1.3 Global-DEP and Its Conceptual Framework

In recent decades, a plenty of frameworks for understanding Social-Ecological Systems (SESs) have been put forth, with Ostrom's framework standing out as one of the most widely employed (Ostrom 2009; McGinnis and Ostrom 2014). The SES framework offers valuable insights into evaluating the intertwined social and ecological facets contributing to sustainable resource utilization and management. This framework can be applied in a spatially explicit, quantitative manner to identify opportunities and trade-offs when striving for the sustainability of interconnected SESs (Leslie et al. 2015). Several other frameworks have also emerged, each engaging with varying aspects of the SES perspective. One such framework is the Composition-Structure-Process-Service framework, designed to dissect the underlying mechanisms driving Ecosystem Services (ES) production. Functioning as an application-oriented linking framework, it bridges landscape patterns, ecosystem processes, and ES, while also embracing landscape design for sustainable ecosystem management across different scales (Fu et al. 2013). An enhanced iteration of this framework, named the Pattern-Process-Service-Sustainability framework, has been refined to incorporate the dynamics of interconnected natural and human systems (Fu & Wei 2018). Another integrated framework synthesizes the core tenets of the ES cascade concept and the Driver-Pressure-State-Impact-Response (DPSIR) framework. This amalgamation aims to position ES within a broader SES context, encompassing the cycle of ES provision, societal feedback, and analytical depiction of social-ecological interactions. It aims to serve as a valuable instrument for policy development that promotes the sustainability of dryland ecosystems and thereby safeguards the livelihoods of their associated users (Nassl and Löffler 2015).

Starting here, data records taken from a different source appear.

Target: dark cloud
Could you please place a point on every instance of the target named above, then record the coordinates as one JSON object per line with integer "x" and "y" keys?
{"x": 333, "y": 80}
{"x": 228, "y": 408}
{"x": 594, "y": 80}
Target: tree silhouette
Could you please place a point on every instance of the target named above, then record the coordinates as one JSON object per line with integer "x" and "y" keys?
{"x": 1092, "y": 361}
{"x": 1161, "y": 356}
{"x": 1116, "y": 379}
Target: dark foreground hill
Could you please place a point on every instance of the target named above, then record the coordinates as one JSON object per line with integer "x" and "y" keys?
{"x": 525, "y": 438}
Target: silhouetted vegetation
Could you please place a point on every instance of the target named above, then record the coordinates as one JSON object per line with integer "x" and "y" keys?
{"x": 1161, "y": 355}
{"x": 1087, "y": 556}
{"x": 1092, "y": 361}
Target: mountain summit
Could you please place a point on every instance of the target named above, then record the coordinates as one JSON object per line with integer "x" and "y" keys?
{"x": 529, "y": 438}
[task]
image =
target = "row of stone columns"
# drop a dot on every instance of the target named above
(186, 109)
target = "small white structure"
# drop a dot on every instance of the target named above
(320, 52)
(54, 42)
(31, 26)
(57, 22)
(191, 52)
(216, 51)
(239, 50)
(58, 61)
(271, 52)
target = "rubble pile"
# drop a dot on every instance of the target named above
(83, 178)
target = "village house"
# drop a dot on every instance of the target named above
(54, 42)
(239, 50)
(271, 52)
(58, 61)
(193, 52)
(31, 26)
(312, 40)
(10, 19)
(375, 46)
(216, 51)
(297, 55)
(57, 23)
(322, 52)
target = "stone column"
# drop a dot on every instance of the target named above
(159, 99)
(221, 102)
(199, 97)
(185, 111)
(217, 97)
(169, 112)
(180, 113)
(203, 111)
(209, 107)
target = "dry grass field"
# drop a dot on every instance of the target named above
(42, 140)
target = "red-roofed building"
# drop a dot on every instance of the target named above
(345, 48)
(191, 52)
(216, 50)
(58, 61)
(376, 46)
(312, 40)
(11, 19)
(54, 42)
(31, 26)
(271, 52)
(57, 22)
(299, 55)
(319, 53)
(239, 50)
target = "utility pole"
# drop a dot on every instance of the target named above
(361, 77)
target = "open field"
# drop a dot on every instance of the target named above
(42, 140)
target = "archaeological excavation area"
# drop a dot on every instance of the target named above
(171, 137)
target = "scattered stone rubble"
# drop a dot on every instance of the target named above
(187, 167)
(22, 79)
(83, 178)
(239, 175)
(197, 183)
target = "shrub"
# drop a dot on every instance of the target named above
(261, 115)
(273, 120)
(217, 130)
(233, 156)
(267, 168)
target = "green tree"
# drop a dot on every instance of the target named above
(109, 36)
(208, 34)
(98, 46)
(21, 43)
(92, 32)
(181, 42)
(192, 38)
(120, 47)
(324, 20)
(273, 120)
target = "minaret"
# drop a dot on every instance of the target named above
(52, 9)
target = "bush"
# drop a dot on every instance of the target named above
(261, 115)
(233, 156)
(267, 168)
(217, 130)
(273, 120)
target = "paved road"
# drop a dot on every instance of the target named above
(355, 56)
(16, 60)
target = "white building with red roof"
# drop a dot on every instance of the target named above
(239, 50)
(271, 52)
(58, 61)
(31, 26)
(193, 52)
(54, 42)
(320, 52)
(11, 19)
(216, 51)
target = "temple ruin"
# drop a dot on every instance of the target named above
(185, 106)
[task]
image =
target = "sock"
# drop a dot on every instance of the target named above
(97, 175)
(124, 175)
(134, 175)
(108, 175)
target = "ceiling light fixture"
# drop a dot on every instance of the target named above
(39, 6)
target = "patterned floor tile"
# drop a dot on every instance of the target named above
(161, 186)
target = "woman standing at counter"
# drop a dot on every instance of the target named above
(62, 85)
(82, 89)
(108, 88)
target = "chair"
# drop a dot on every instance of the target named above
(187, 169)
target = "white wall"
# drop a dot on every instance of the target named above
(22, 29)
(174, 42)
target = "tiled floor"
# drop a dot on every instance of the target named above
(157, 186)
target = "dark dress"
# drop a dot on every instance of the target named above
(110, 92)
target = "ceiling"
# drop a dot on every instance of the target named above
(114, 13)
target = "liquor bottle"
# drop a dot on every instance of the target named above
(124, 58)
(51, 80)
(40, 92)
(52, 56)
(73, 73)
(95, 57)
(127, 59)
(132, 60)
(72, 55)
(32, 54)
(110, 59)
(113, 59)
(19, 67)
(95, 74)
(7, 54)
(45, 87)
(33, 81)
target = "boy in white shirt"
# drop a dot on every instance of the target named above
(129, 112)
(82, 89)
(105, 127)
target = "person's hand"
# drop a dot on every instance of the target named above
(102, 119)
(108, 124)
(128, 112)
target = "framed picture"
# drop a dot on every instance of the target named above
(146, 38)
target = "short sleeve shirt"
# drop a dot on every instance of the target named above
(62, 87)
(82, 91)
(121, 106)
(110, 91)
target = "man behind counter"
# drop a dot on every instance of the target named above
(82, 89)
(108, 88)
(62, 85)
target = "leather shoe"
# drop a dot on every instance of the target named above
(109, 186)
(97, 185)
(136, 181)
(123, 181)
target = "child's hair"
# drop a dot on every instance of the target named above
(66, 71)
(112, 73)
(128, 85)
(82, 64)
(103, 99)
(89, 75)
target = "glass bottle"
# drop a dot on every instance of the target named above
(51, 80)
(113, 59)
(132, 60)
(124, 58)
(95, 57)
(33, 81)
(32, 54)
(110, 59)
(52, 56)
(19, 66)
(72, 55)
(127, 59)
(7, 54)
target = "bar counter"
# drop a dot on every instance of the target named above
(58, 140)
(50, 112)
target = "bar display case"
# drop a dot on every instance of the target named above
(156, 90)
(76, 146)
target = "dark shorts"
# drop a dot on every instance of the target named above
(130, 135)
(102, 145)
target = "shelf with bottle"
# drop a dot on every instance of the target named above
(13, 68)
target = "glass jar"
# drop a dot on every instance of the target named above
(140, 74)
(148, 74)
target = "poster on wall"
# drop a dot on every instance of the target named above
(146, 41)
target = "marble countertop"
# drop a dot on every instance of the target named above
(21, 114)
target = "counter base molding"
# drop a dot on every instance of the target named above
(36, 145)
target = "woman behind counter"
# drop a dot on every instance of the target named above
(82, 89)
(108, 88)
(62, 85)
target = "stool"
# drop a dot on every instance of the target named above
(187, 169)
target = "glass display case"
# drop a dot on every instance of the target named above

The Dryland Development Paradigm (DDP), introduced by Reynolds et al. (2007), has gained considerable influence as a guiding framework for dryland development. Drawing on empirical analyses within dryland systems science, Stringer et al. (2017) derived an updated version of the DDP (DDP#2). This iteration comprises three integrative principles and advocates a shift away from a research-for-development approach. The DDP emphasizes the need to always consider both human and environment aspects of dryland systems, but also to avoid careless generalization, highlighting for research to be concerned with the diversity of global drylands and their social-ecological characteristics. For example, Safriel et al. (2005) highlighted the interrelationships between major ES, between ES and biodiversity, and between ES and the livelihoods that ecosystems support across the aridity gradient. As another example, Stafford-Smith et al. (2011) formalized a conceptual systems model of key migration processes in drylands globally, which recognizes a series of factors at local and broader scales that contextually affect how critical ES are to local livelihoods and how these then interact with what adaptive capacity households may have to stay or move. Furthermore, Huber-Sannwald et al. (2012) amalgamated the DDP and other conceptual frameworks, coupling them with an exhaustive analysis of biophysical, socio-economic, and historical data. Their study assessed challenges and opportunities for livelihood development within the Amapola dryland ecosystem, a semi-arid region in Mexico. Their findings called for an effective, flexible, and viable policy framework that could enhance the biotic and cultural diversity of drylands locally, ultimately transforming drylands across the globe into a resilient biome, in the face of global environmental and social shifts.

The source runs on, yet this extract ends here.